8・23 写真を撮る難しさ (2011/08/24) 今、セントロでルア(通り)の音楽家の写真を撮っている。写真を撮ると後で渡す旨を伝えるが、中にはこちらの都合を全く考えてくれない人もいる。「いつくれるんだ」「今から取りにいくよ」「明日、2時に来てくれ」などなど。と言われても僕にも仕事も都合もある。写真を撮らせてもらう前に、「いつ、渡せるか約束はできないけど、1ヶ月以内にはかならず渡すから。それで良いのなら、写真を撮らせて」とことわって納得してもらって撮るのにもかかわらず、撮り終わると「いつくれるのだ、今からとりにいく」と再び同じ問答が始まる。しょうしょううんざりしてしまう。
あるルアの音楽家に写真を撮った後「どこに住んでるの? 電話を教えて」と言われ、どうしようかと迷ってしまったが、結局教えなかった。この調子で毎日何回も電話をかけられたら、たまったものでない。ましてや、住所なんて教えると、家まで押しかけて来るだろう。
 以前、ゲイに写真を撮らせてもらって、住所を教えると、金を貸してくれ、としょっちゅう家まで押しかけられて困ったことがあった。「貸してくれ」とは言葉だけで、勿論お金は返ってこない。僕に潤沢なお金があればいいのだが、自分が生きていくのがやっとの状態だから、彼の遊び代やヤク代に金をあげる気にはとうていならなかった。そんな苦い思い出があるので、住所と電話はよっぽどの知り合いじゃない限りブラジル人には教える気にならない。
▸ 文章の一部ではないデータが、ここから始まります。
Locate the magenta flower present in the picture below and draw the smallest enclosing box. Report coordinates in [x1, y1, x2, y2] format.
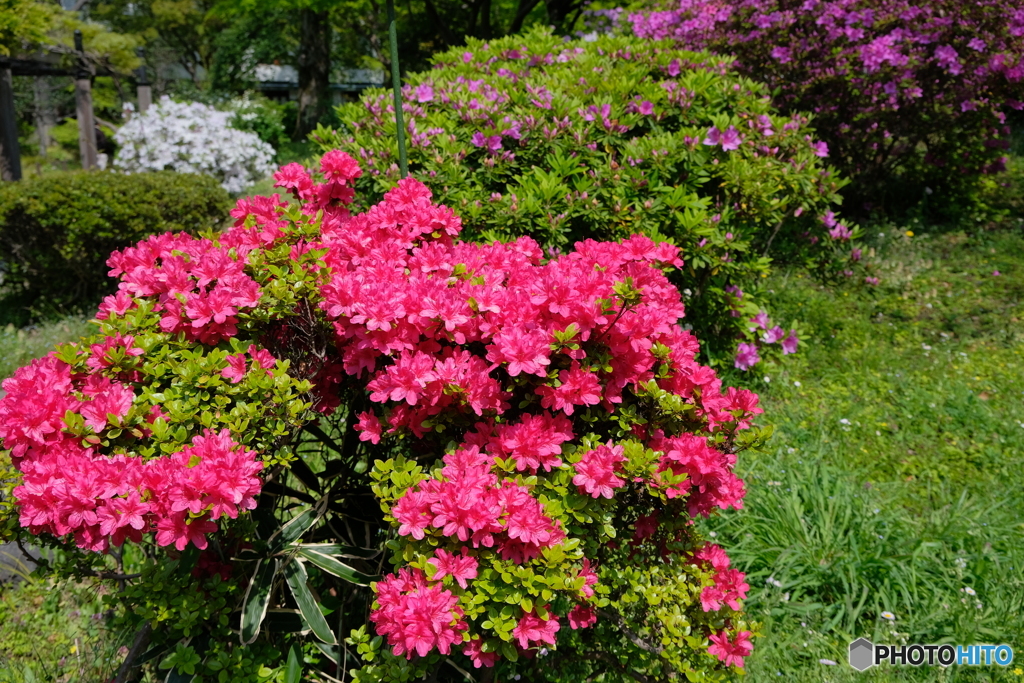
[719, 126, 743, 151]
[221, 352, 247, 383]
[414, 83, 434, 103]
[573, 442, 627, 499]
[749, 311, 770, 330]
[703, 126, 722, 146]
[762, 326, 785, 344]
[734, 343, 760, 371]
[829, 224, 852, 241]
[781, 330, 799, 355]
[470, 131, 503, 154]
[568, 604, 598, 629]
[935, 45, 962, 75]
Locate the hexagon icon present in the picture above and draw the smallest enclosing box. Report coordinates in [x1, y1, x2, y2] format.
[849, 638, 875, 671]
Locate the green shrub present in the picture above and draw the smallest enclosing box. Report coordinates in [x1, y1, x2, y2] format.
[316, 28, 861, 364]
[228, 93, 295, 153]
[0, 170, 231, 325]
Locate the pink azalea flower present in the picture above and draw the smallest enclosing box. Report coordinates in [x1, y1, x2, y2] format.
[462, 636, 498, 668]
[354, 411, 383, 444]
[568, 604, 597, 629]
[428, 548, 479, 588]
[221, 352, 247, 383]
[512, 609, 560, 649]
[708, 630, 753, 668]
[536, 362, 602, 415]
[572, 442, 627, 498]
[414, 83, 434, 103]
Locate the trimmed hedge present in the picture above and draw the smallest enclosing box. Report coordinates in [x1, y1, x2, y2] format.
[0, 171, 231, 324]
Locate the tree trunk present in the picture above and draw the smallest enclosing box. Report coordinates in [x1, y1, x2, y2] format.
[294, 8, 332, 139]
[543, 0, 581, 30]
[0, 67, 21, 181]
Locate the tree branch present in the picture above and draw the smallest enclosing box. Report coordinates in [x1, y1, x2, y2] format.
[112, 622, 152, 683]
[596, 608, 663, 655]
[508, 0, 543, 34]
[422, 0, 459, 48]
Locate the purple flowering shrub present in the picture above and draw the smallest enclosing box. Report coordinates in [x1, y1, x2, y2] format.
[628, 0, 1024, 217]
[315, 29, 863, 366]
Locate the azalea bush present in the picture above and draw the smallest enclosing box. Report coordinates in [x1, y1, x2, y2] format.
[628, 0, 1024, 217]
[114, 97, 277, 193]
[0, 170, 230, 325]
[316, 29, 862, 366]
[0, 153, 768, 682]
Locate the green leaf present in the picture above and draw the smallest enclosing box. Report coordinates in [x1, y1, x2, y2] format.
[165, 669, 194, 683]
[313, 641, 342, 665]
[241, 558, 278, 645]
[283, 559, 336, 644]
[268, 505, 322, 553]
[295, 543, 380, 559]
[297, 548, 379, 585]
[285, 643, 302, 683]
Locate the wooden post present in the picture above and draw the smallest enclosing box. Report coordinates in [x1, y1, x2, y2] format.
[135, 47, 151, 113]
[0, 65, 22, 181]
[74, 30, 98, 170]
[33, 76, 55, 158]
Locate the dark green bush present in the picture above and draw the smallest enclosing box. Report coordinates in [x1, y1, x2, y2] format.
[0, 170, 231, 325]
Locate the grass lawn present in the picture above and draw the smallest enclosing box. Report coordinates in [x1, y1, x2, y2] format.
[1, 221, 1023, 682]
[710, 226, 1024, 681]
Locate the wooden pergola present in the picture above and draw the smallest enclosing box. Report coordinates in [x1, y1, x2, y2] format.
[0, 31, 143, 181]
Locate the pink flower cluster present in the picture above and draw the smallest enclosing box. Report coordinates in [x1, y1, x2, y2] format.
[372, 568, 468, 658]
[391, 444, 566, 562]
[1, 151, 759, 671]
[651, 433, 746, 516]
[692, 543, 752, 665]
[0, 354, 261, 552]
[734, 310, 799, 370]
[104, 233, 261, 345]
[271, 160, 760, 667]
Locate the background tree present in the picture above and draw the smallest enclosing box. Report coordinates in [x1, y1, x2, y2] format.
[0, 0, 54, 56]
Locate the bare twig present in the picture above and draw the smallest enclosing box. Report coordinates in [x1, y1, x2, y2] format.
[89, 571, 142, 581]
[445, 657, 475, 681]
[761, 210, 793, 257]
[95, 116, 119, 133]
[596, 609, 663, 655]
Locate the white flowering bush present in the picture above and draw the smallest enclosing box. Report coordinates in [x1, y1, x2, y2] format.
[114, 97, 276, 193]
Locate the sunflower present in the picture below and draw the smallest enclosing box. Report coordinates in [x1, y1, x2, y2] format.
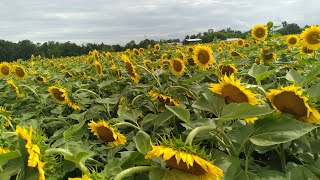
[133, 48, 140, 56]
[229, 50, 241, 57]
[215, 63, 237, 77]
[143, 59, 154, 72]
[48, 86, 70, 104]
[13, 65, 27, 80]
[300, 25, 320, 50]
[145, 138, 223, 180]
[36, 76, 46, 83]
[300, 46, 314, 54]
[88, 120, 126, 146]
[139, 48, 144, 55]
[7, 79, 25, 98]
[0, 62, 11, 77]
[95, 61, 103, 77]
[187, 58, 196, 66]
[161, 53, 168, 61]
[251, 24, 268, 41]
[217, 47, 223, 53]
[154, 44, 161, 51]
[244, 43, 250, 48]
[267, 21, 273, 28]
[193, 45, 215, 70]
[187, 47, 194, 53]
[0, 106, 12, 127]
[286, 35, 299, 47]
[261, 53, 277, 62]
[266, 85, 320, 124]
[65, 71, 74, 78]
[125, 61, 139, 84]
[148, 89, 180, 107]
[209, 74, 260, 105]
[236, 38, 245, 46]
[68, 174, 91, 180]
[170, 58, 185, 76]
[0, 147, 9, 154]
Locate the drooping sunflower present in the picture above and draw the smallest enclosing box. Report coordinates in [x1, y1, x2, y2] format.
[148, 89, 180, 107]
[215, 63, 238, 77]
[13, 65, 28, 80]
[286, 35, 299, 47]
[300, 46, 314, 54]
[209, 74, 260, 105]
[7, 79, 25, 98]
[95, 60, 103, 77]
[0, 62, 11, 78]
[124, 59, 140, 84]
[251, 24, 268, 41]
[170, 58, 185, 76]
[145, 138, 224, 180]
[300, 25, 320, 50]
[143, 59, 154, 72]
[48, 86, 70, 104]
[88, 120, 126, 146]
[193, 45, 215, 70]
[266, 85, 320, 124]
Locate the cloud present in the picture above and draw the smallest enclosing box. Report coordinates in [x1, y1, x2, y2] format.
[0, 0, 318, 45]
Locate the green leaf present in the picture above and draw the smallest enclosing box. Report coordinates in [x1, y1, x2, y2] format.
[256, 170, 286, 180]
[308, 82, 320, 100]
[149, 168, 198, 180]
[95, 98, 118, 104]
[286, 70, 304, 85]
[250, 114, 317, 146]
[63, 120, 86, 139]
[153, 110, 174, 129]
[287, 162, 319, 180]
[248, 64, 274, 82]
[133, 131, 152, 155]
[67, 112, 86, 121]
[0, 151, 21, 162]
[118, 108, 142, 123]
[305, 64, 320, 84]
[220, 103, 274, 120]
[0, 158, 21, 180]
[180, 71, 214, 85]
[165, 105, 190, 123]
[213, 150, 241, 180]
[192, 90, 225, 117]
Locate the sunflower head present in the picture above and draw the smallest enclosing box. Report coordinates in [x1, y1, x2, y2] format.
[286, 35, 299, 47]
[154, 44, 161, 51]
[148, 89, 180, 107]
[251, 24, 268, 41]
[88, 120, 126, 146]
[143, 59, 154, 72]
[209, 74, 260, 105]
[139, 48, 144, 55]
[145, 137, 224, 180]
[300, 25, 320, 50]
[217, 47, 223, 53]
[169, 58, 185, 76]
[229, 50, 242, 58]
[7, 79, 25, 98]
[215, 63, 238, 77]
[0, 62, 11, 78]
[95, 61, 103, 77]
[244, 43, 250, 48]
[48, 86, 70, 104]
[192, 45, 215, 70]
[266, 85, 320, 124]
[236, 38, 245, 46]
[133, 48, 140, 56]
[124, 61, 139, 84]
[300, 46, 314, 54]
[13, 65, 27, 80]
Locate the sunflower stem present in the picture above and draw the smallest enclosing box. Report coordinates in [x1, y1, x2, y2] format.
[114, 166, 157, 180]
[73, 88, 100, 98]
[279, 144, 286, 173]
[137, 65, 162, 89]
[113, 122, 141, 131]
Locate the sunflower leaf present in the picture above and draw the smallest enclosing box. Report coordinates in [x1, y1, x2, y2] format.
[192, 90, 225, 117]
[63, 120, 86, 139]
[0, 151, 21, 162]
[165, 105, 190, 124]
[220, 103, 274, 120]
[248, 64, 270, 82]
[305, 64, 320, 84]
[133, 131, 152, 155]
[250, 114, 317, 146]
[286, 70, 304, 85]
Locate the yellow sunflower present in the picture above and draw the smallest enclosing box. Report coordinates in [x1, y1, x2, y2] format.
[261, 53, 277, 62]
[148, 89, 180, 107]
[68, 174, 91, 180]
[154, 44, 161, 51]
[7, 79, 25, 98]
[143, 59, 154, 72]
[251, 24, 268, 41]
[139, 48, 144, 55]
[215, 63, 238, 77]
[88, 120, 126, 146]
[0, 62, 11, 78]
[217, 47, 223, 53]
[125, 61, 139, 84]
[0, 106, 12, 127]
[187, 58, 196, 66]
[170, 58, 185, 76]
[193, 45, 215, 70]
[266, 85, 320, 124]
[95, 60, 103, 77]
[286, 35, 299, 47]
[209, 74, 260, 105]
[0, 147, 9, 154]
[236, 38, 245, 46]
[133, 48, 140, 56]
[229, 50, 241, 57]
[145, 145, 223, 180]
[300, 25, 320, 50]
[48, 86, 70, 104]
[13, 65, 28, 80]
[300, 46, 314, 54]
[244, 43, 250, 48]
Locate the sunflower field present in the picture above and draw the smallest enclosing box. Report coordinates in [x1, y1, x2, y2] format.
[1, 23, 320, 180]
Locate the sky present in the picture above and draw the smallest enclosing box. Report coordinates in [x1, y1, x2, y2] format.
[0, 0, 319, 45]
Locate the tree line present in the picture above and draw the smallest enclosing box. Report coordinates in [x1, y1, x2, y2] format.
[0, 22, 306, 62]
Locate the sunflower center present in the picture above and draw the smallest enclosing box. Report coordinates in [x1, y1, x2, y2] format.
[222, 85, 248, 104]
[172, 60, 183, 72]
[51, 88, 66, 102]
[96, 126, 116, 143]
[125, 62, 136, 77]
[307, 33, 320, 44]
[231, 51, 240, 56]
[1, 66, 10, 75]
[264, 53, 275, 61]
[15, 67, 25, 77]
[273, 91, 308, 119]
[238, 40, 243, 45]
[255, 28, 266, 38]
[289, 38, 297, 45]
[302, 47, 313, 54]
[188, 58, 196, 66]
[198, 50, 210, 64]
[219, 65, 235, 76]
[37, 76, 44, 82]
[165, 156, 207, 175]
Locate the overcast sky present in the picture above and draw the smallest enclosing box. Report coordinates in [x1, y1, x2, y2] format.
[0, 0, 319, 45]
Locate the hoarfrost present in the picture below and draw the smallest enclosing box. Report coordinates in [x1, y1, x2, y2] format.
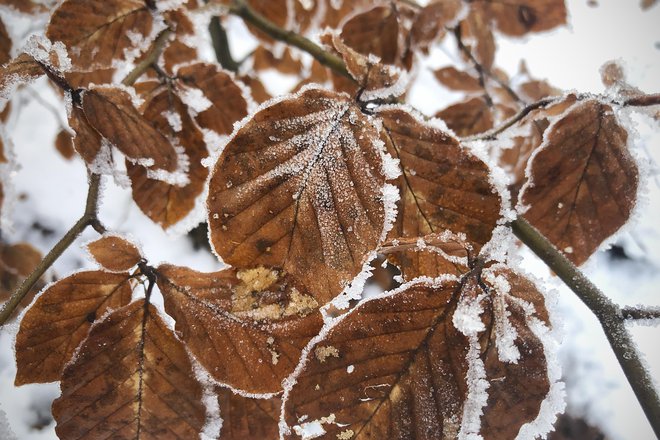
[189, 356, 223, 440]
[0, 407, 17, 440]
[162, 110, 183, 132]
[179, 86, 213, 114]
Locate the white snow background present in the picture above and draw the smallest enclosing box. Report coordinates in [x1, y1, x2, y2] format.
[1, 0, 659, 439]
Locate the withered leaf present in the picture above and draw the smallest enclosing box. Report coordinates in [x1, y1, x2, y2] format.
[128, 85, 208, 229]
[436, 96, 495, 137]
[243, 0, 290, 44]
[641, 0, 658, 9]
[282, 266, 555, 439]
[86, 235, 143, 272]
[207, 87, 390, 305]
[433, 66, 483, 92]
[68, 106, 103, 165]
[46, 0, 154, 71]
[253, 46, 304, 75]
[240, 74, 271, 104]
[460, 5, 496, 70]
[410, 0, 462, 52]
[65, 68, 115, 89]
[340, 5, 402, 66]
[520, 99, 639, 265]
[54, 128, 75, 160]
[0, 0, 50, 14]
[217, 388, 281, 439]
[0, 242, 44, 319]
[52, 300, 208, 439]
[176, 62, 250, 136]
[483, 0, 568, 37]
[15, 271, 133, 385]
[82, 87, 180, 173]
[379, 106, 502, 252]
[157, 264, 323, 394]
[0, 17, 11, 66]
[0, 52, 43, 98]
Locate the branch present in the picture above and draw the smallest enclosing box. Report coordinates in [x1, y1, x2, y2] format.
[209, 17, 240, 72]
[621, 306, 660, 322]
[121, 28, 173, 87]
[511, 218, 660, 438]
[0, 173, 105, 325]
[228, 0, 352, 81]
[622, 93, 660, 107]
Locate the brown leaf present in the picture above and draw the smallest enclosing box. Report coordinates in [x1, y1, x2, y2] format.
[207, 87, 390, 305]
[239, 74, 271, 103]
[54, 129, 75, 160]
[128, 85, 208, 229]
[0, 242, 44, 316]
[518, 79, 561, 102]
[86, 235, 143, 272]
[433, 66, 483, 92]
[0, 52, 43, 98]
[65, 68, 115, 89]
[460, 5, 496, 70]
[14, 271, 133, 385]
[520, 99, 639, 264]
[641, 0, 658, 9]
[0, 0, 50, 14]
[46, 0, 154, 70]
[244, 0, 290, 43]
[320, 0, 375, 29]
[82, 86, 180, 173]
[217, 388, 281, 439]
[436, 96, 495, 137]
[379, 106, 502, 272]
[157, 264, 323, 394]
[410, 0, 462, 52]
[68, 106, 103, 164]
[340, 5, 401, 66]
[176, 62, 250, 136]
[282, 266, 555, 439]
[0, 17, 11, 66]
[253, 46, 304, 75]
[483, 0, 568, 37]
[52, 300, 208, 439]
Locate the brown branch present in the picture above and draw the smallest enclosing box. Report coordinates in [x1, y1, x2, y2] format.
[0, 173, 105, 325]
[209, 17, 240, 72]
[121, 28, 172, 87]
[622, 93, 660, 107]
[511, 218, 660, 438]
[228, 0, 352, 81]
[621, 306, 660, 321]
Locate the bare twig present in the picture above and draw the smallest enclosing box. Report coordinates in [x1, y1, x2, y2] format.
[511, 218, 660, 437]
[0, 173, 105, 325]
[121, 28, 172, 87]
[209, 17, 240, 72]
[621, 306, 660, 322]
[228, 0, 352, 80]
[622, 93, 660, 107]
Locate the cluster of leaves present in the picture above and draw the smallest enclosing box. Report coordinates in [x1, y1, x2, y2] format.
[0, 0, 655, 439]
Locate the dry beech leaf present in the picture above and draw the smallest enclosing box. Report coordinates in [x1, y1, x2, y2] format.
[518, 79, 561, 102]
[52, 300, 208, 439]
[86, 235, 143, 272]
[14, 271, 133, 385]
[0, 52, 43, 98]
[320, 31, 405, 101]
[340, 5, 401, 66]
[82, 87, 179, 173]
[410, 0, 462, 52]
[239, 0, 290, 44]
[207, 87, 391, 305]
[0, 17, 11, 66]
[433, 66, 482, 92]
[217, 387, 281, 439]
[68, 106, 103, 164]
[520, 99, 639, 264]
[0, 0, 49, 14]
[176, 62, 250, 136]
[320, 0, 374, 29]
[482, 0, 568, 37]
[157, 264, 323, 395]
[460, 5, 496, 70]
[128, 85, 208, 229]
[436, 96, 495, 137]
[240, 74, 271, 104]
[46, 0, 154, 70]
[379, 106, 502, 252]
[253, 46, 304, 75]
[0, 242, 44, 317]
[282, 266, 555, 439]
[641, 0, 658, 9]
[65, 68, 115, 89]
[54, 128, 75, 160]
[162, 9, 197, 73]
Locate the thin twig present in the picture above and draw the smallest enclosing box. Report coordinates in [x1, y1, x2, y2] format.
[209, 17, 240, 72]
[228, 0, 352, 80]
[121, 28, 173, 87]
[621, 306, 660, 322]
[511, 218, 660, 437]
[622, 93, 660, 107]
[0, 173, 104, 325]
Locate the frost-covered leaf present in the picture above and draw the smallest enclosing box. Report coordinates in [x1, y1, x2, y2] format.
[460, 5, 496, 70]
[157, 264, 323, 394]
[481, 0, 567, 37]
[68, 106, 103, 165]
[0, 53, 43, 98]
[128, 84, 208, 229]
[82, 86, 180, 173]
[86, 234, 143, 272]
[282, 266, 558, 439]
[65, 68, 115, 89]
[0, 0, 50, 14]
[379, 106, 502, 252]
[410, 0, 462, 52]
[253, 46, 304, 75]
[14, 271, 133, 385]
[0, 18, 11, 66]
[217, 388, 281, 439]
[520, 99, 639, 265]
[52, 300, 208, 439]
[433, 66, 482, 92]
[176, 62, 250, 137]
[436, 96, 494, 137]
[46, 0, 156, 71]
[0, 242, 44, 319]
[207, 87, 392, 305]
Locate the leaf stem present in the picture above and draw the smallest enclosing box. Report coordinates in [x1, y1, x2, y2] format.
[621, 306, 660, 321]
[228, 0, 352, 80]
[511, 217, 660, 437]
[0, 173, 105, 325]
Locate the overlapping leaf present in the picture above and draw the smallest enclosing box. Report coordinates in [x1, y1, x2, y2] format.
[217, 388, 281, 439]
[519, 99, 639, 264]
[207, 87, 392, 305]
[480, 0, 567, 37]
[282, 266, 556, 439]
[157, 264, 323, 394]
[436, 96, 495, 137]
[0, 242, 44, 318]
[128, 83, 209, 229]
[52, 300, 208, 439]
[15, 271, 133, 385]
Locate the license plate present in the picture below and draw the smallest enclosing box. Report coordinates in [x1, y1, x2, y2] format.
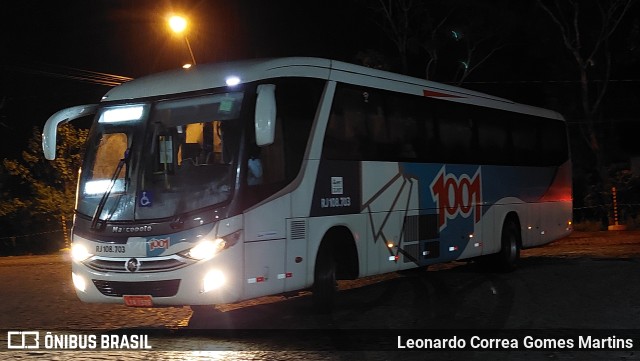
[123, 295, 153, 307]
[94, 244, 127, 255]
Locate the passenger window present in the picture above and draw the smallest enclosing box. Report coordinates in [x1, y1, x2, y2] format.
[477, 117, 508, 164]
[511, 122, 538, 165]
[325, 87, 369, 160]
[438, 116, 473, 163]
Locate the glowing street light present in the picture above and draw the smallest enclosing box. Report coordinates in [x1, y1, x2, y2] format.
[168, 16, 187, 33]
[168, 15, 197, 66]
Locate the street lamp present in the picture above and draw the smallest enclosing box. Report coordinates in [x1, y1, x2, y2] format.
[168, 15, 197, 66]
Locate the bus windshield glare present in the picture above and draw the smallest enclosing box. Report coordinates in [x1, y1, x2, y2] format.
[77, 91, 245, 222]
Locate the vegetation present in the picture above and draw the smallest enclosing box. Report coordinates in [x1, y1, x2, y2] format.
[0, 124, 87, 254]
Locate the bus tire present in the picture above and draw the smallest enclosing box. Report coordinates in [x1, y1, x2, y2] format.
[312, 244, 337, 313]
[496, 218, 521, 272]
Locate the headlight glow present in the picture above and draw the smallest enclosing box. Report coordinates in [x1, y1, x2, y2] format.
[184, 238, 226, 261]
[203, 269, 226, 292]
[179, 231, 240, 261]
[71, 243, 93, 262]
[72, 272, 87, 292]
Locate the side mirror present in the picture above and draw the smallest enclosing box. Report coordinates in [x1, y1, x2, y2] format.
[42, 104, 97, 160]
[254, 84, 276, 146]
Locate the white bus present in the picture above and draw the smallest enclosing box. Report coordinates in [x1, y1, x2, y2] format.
[43, 57, 572, 312]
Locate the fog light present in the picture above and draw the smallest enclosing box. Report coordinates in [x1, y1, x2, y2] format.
[71, 244, 93, 262]
[72, 272, 87, 292]
[202, 269, 226, 293]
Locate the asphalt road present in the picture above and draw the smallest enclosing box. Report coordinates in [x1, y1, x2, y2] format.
[1, 231, 639, 360]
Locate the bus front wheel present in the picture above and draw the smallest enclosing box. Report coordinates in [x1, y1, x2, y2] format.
[312, 244, 337, 313]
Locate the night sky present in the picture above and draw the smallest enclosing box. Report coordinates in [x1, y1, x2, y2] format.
[1, 0, 639, 159]
[0, 0, 383, 158]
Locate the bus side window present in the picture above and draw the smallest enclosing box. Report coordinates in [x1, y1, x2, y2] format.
[364, 91, 395, 161]
[259, 118, 286, 184]
[539, 119, 568, 165]
[343, 108, 367, 159]
[247, 143, 264, 186]
[477, 115, 508, 164]
[250, 77, 322, 188]
[400, 96, 439, 163]
[375, 93, 416, 161]
[324, 113, 348, 159]
[325, 87, 367, 160]
[511, 120, 537, 165]
[437, 111, 473, 163]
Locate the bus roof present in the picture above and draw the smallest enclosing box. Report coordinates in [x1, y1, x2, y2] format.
[102, 57, 563, 120]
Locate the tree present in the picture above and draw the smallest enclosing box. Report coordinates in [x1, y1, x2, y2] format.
[1, 124, 88, 248]
[366, 0, 420, 74]
[419, 5, 453, 80]
[362, 0, 506, 83]
[536, 0, 636, 183]
[355, 49, 391, 71]
[446, 3, 509, 85]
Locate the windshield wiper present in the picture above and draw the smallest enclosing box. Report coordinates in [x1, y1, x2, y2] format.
[90, 149, 130, 231]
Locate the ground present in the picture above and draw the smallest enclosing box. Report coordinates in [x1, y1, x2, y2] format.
[0, 231, 639, 360]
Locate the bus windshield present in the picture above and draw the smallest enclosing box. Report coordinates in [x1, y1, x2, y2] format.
[77, 91, 245, 222]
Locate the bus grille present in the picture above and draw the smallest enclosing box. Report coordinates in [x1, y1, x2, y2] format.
[92, 279, 181, 297]
[85, 257, 188, 273]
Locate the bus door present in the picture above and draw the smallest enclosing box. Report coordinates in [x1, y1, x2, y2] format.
[243, 199, 288, 300]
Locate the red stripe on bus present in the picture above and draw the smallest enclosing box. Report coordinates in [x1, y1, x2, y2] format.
[423, 90, 464, 98]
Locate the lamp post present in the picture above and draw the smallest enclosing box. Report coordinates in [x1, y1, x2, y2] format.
[168, 15, 197, 66]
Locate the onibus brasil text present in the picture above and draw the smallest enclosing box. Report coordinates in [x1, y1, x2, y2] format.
[7, 331, 151, 350]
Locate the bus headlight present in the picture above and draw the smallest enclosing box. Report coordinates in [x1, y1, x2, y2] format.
[185, 239, 226, 261]
[179, 231, 240, 261]
[71, 243, 93, 262]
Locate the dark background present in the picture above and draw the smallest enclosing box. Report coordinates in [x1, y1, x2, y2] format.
[1, 1, 638, 155]
[1, 0, 639, 252]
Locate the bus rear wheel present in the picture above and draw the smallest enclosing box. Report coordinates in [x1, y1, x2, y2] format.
[495, 218, 521, 272]
[312, 245, 337, 313]
[476, 217, 521, 272]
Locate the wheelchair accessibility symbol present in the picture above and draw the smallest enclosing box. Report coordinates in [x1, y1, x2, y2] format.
[139, 191, 153, 207]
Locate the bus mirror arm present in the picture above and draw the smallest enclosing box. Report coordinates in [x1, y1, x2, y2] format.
[42, 104, 98, 160]
[254, 84, 276, 146]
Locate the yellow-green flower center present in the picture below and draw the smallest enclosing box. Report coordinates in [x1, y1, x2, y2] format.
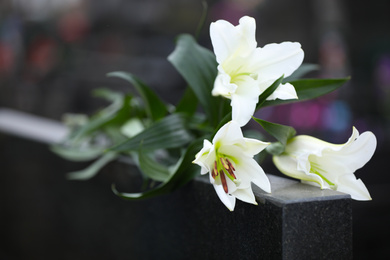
[309, 161, 336, 187]
[212, 154, 237, 194]
[230, 72, 252, 84]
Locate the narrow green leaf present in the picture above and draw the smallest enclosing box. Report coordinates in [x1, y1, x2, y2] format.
[51, 145, 104, 162]
[253, 117, 296, 146]
[283, 63, 320, 82]
[256, 75, 285, 109]
[264, 77, 350, 107]
[104, 126, 128, 144]
[66, 152, 118, 180]
[209, 98, 234, 137]
[68, 92, 128, 141]
[266, 142, 285, 156]
[167, 138, 204, 183]
[138, 146, 171, 182]
[195, 0, 208, 40]
[112, 138, 203, 200]
[213, 111, 231, 136]
[175, 87, 198, 116]
[93, 88, 124, 104]
[107, 71, 168, 121]
[111, 113, 193, 152]
[69, 114, 116, 141]
[168, 34, 219, 126]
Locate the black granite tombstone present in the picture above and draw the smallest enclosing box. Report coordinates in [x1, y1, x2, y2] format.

 「仕事中にしょっちゅう電話をかけられても困るから、僕の方から電話するから電話番号を教えてよ」というと、しぶしぶ電話番号を教えてくれた。
「今、市の簡易宿泊所に住んでいるから、係りにことづけてくれよ」という。これもなかなか大変である。「とにかく絶対1ヶ月以内に渡すから」とやっと納得させた。
 それから1週間、写真を持って、彼が演奏すると言っていた場所を探して歩いたが、出会うことはなかった。もう、諦めていたところ、今日たまたま仕事に行く途中に、セ広場で彼を見かけたので声をかけた。しかし写真は持っていなかった。僕としても約束は守るつもりれであったから、一言「今日は持ってないけど必ず渡す」ということを言いたかったのだ。しかし、また「いつくれるのか、今から取りに行くから」の押し問答が始まった。もう仕事にいかなければならないといってもなかなか聞き入れてくれない。「渡す気がなかったら、声をかけるはずがないじゃないか!」「わかったよ。ジャポネスはちゃんとしているから嘘をつかないよね」そういってやっと別れた。
 それほど写真を期待してくれるのは嬉しいことだが、相手の都合を考えないその強引さには、「ちょっとね」という気になる。やっぱり住所、電話番号を教えなくよかった。できれば明日、できなければ、できるだけ早く写真を渡そうと思っている。
 今後は、写真をあげるとは約束せずに撮らせてもらい、後で写真をあげるのがよさそうである。やはり、知らない人の写真を撮るのはいろいろ難しい。特に最近は安易な気持ちでは撮れない、とつくづく思う。それだけ責任があるわけだから、可能な限りきちんと対応していきたいと思っている。